Implementing Biometric Security
by John Chirillo and Scott Blaul
414 pages, $45
User authentication is the bulwark of your infosecurity implementation, but standard eight-character passwords may not be up to the task of protecting your network from anything but the most casual attackers. There are alternatives to this aging standard, such as biometrics.
Unfortunately, Implementing Biometric Security is a field guide that has gone astray. While John Chirillo and Scott Blaul include everything you need to know about biometric tools, needless pages of source code and product-specific padding poison its focus.
What Implementing Biometric Security does well is provide a good overview of biometric solutions. Most chapters are devoted to specific technologies, such as fingerprint, handprint or iris scanners. The discussions adequately cover the basics of each approach, from outlining the situations for which the tools are suitable to basic theory and accuracy statistics. In fact, one of the most valuable things about this book is that it collects information about each technology's accuracy, reliability and optimal environments into one volume. Disappointingly, the authors avoid direct comparisons between the different technologies.
Chirillo and Blaul discuss how to select the best biometric technology for specific organizational needs. They offer a case study based on a fictional pharmaceutical research firm. Although the scenario shows some of the challenges inherent in even a small biometric rollout, it involves a company of just 25 employees. The example is simply too small an organization to extrapolate to the enterprise level.

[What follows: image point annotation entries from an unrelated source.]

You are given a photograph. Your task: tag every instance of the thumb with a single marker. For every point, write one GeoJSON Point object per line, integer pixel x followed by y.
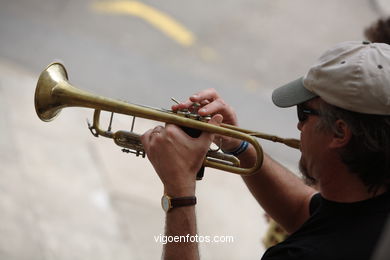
{"type": "Point", "coordinates": [215, 120]}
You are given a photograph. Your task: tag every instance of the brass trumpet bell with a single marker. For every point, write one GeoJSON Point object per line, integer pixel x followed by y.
{"type": "Point", "coordinates": [47, 106]}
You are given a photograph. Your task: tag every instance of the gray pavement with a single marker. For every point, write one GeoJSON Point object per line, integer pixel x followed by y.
{"type": "Point", "coordinates": [66, 195]}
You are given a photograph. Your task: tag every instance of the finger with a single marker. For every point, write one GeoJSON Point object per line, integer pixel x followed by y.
{"type": "Point", "coordinates": [218, 106]}
{"type": "Point", "coordinates": [215, 120]}
{"type": "Point", "coordinates": [145, 139]}
{"type": "Point", "coordinates": [207, 94]}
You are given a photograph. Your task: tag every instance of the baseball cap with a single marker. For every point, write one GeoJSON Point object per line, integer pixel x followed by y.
{"type": "Point", "coordinates": [352, 75]}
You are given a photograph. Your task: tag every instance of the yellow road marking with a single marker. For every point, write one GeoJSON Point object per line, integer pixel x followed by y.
{"type": "Point", "coordinates": [163, 22]}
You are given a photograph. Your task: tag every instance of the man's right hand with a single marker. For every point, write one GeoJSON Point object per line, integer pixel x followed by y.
{"type": "Point", "coordinates": [211, 104]}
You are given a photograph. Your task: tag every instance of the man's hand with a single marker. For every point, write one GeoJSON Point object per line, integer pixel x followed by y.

Fortunately, Implementing Biometric Security includes a good, basic checklist of the things you'll need to consider when selecting and deploying solutions. As an added value, Chirillo and Blaul demonstrate how to use their evaluation spreadsheet (available on the book's Web site) to analyze different solutions.
Regrettably, the book's most notable feature is its padding. In its 414 pages, nearly half are devoted to installation screen shots or Visual Basic sample code. For some unexplainable reason, the authors also included an entire chapter on steganography, which has nothing to do with biometrics.
A substantial portion of the book involves product-specific installation instructions, most of which should be covered in the product manuals. These sections will quickly age as newer software is released.
Implementing Biometric Security is a useful, albeit flawed book. It covers a wide variety of technologies, detailing their strengths and weaknesses, but it lacks focus: is it a technology overview, a product manual or a programmer's guide? You can't really tell what it's trying to be. As a synopsis, though, Implementing Biometric Security makes the grade, providing a suitable review of available biometric options.